バンコク都庁は、地域に密着した寺院で行う方が効果的だとして、バンコク都内の寺院340カ所に「野良犬仮診療所」を設けて、半野良犬の狂犬病予防接種と避妊・去勢手術を行った。手術を済ませた証として、耳を少し切り取り、殺すことなく地方の寺院に送られた。

※愛犬家のフミポン・アドンヤデート国王陛下は、「耳を切り取ることは残酷だ」と発言したため、現在はICチップを埋め込んでいる。

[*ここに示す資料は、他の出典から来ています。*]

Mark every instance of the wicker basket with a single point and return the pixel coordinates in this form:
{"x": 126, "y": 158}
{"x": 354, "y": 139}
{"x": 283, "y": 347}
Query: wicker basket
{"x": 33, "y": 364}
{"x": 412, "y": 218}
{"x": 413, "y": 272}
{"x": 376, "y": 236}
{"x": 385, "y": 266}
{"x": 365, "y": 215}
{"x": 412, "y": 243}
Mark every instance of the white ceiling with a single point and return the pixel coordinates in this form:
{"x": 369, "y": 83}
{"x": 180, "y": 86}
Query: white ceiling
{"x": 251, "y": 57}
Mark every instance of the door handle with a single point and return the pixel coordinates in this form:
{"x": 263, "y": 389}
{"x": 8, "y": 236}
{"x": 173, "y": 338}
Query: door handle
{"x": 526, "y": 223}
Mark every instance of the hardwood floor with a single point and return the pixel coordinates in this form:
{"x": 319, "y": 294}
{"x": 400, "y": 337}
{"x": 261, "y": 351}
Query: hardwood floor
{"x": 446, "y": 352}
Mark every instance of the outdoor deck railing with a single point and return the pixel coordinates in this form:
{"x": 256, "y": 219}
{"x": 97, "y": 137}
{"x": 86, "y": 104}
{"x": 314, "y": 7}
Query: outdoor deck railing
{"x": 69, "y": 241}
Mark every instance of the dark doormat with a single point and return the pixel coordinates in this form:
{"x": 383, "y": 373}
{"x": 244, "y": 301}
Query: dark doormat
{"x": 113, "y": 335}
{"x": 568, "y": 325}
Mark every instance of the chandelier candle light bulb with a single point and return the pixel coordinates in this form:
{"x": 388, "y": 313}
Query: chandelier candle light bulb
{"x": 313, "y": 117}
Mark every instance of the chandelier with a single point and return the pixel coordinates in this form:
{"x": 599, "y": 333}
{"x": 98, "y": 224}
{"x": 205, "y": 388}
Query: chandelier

近年、ジャンクフードの食べ過ぎ等々で、デブなタイ人が増えたが、半野良犬もデブが増えた。タイ国民が敬愛する愛犬家のフミポン国王陛下が、野良犬収容施設を視察の際に貰ってきた(ちょっと賢いが普通の)野良犬 Tongdeng との物語 ("The story of Tongdeng")を出版したことが影響しているらしい(2003年)。

"愛犬家"の国王陛下の本に触発された多くのタイ国民の間で「野良犬ブーム」になり、野良犬収容施設に寄付したり、soiで飼われる半野良犬に、高カロリーのエサ(残飯だが)を与えまくったため、デブ犬が急増、痩せこけた犬は激減した。

なお戸建ての高級住宅地で飼われている(高そうな)犬は、敷地内で放し飼いされている。それでもストレスが溜まっているのか、やたら吠える。

※タイには犬の数に比べて、猫の数は極端に少ない。野良猫は日本でも見かけるトラネコが圧倒的に多く、シャム猫はいない。